LiP-MS guided drug discovery using the cancer driver Ras as a model system

Limited proteolysis combined with mass spectrometry (LiP-MS) is an informative technique for studying changes in protein structure upon ligand binding. LiP-MS utilizes proteases to cleave proteins under native conditions, revealing a structure-specific proteolytic pattern. This method distinguishes between free and drug-bound states by the variations in susceptibility to proteolysis, where small molecule binding stabilizes the protein structure, resulting in fewer exposed cleavage sites.

Here, we have characterized the interaction of drug candidates with G12D mutant KRas protein by LiP-MS. We used intact protein mass spectrometry and top-down analysis to detect and identify KRas cleavage products, respectively, and therefore to locate the cleavage site in the protein sequence.
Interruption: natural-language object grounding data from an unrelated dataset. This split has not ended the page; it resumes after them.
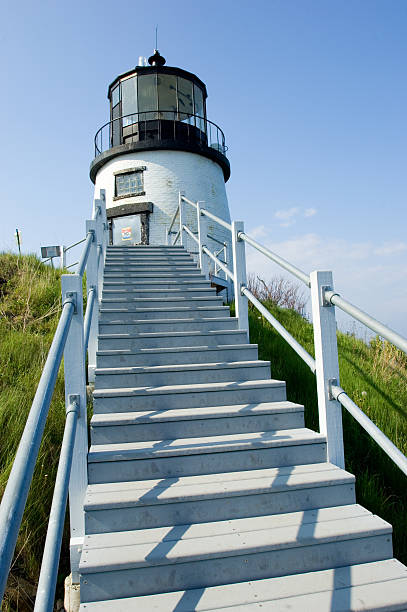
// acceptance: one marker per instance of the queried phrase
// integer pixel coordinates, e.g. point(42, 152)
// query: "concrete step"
point(165, 559)
point(185, 374)
point(137, 285)
point(148, 248)
point(173, 312)
point(159, 276)
point(188, 396)
point(187, 327)
point(364, 587)
point(210, 421)
point(198, 499)
point(134, 292)
point(131, 303)
point(152, 267)
point(145, 259)
point(176, 355)
point(203, 455)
Responsive to the drug binding, cleavage sites corresponded to the location of the drug binding site. Limited proteolysis yield can be estimated quantitatively using intact protein mass spectrometry and we found that the degree of cleavage depends on the binding affinity and presence of particular functional groups in the drug molecule structure. The approach was applicable to characterizing the drug binding with affinities in the micromolar range. This makes it potentially applicable for the screening of the drug leads libraries.
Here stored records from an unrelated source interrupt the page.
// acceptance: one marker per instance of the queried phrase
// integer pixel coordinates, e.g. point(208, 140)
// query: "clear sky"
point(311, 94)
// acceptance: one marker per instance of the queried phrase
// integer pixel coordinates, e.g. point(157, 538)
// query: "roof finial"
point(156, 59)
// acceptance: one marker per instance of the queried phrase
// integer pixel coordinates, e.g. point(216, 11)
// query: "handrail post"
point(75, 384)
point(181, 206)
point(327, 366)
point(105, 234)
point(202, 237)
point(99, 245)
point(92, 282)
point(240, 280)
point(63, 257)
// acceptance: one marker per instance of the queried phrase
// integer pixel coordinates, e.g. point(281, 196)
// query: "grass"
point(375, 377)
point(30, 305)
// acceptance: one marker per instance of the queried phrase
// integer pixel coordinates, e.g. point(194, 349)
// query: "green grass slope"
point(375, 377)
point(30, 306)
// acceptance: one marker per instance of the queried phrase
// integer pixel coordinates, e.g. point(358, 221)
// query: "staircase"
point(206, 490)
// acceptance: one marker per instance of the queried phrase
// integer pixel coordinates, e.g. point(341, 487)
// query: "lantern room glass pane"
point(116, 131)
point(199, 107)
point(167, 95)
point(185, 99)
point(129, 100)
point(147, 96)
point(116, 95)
Molecular dynamics simulations showed that the responsive to the drug binding cleavage sites were located in the disordered regions of the protein structure, which were stabilized upon drug binding. It also sheds light on the contribution of the drug molecule functional groups to the stabilization of the protein structure and consequently to the degree of cleavage. The approach can be used for the identification of the drug binding sites, quantitative characterization of the binding, and drug design.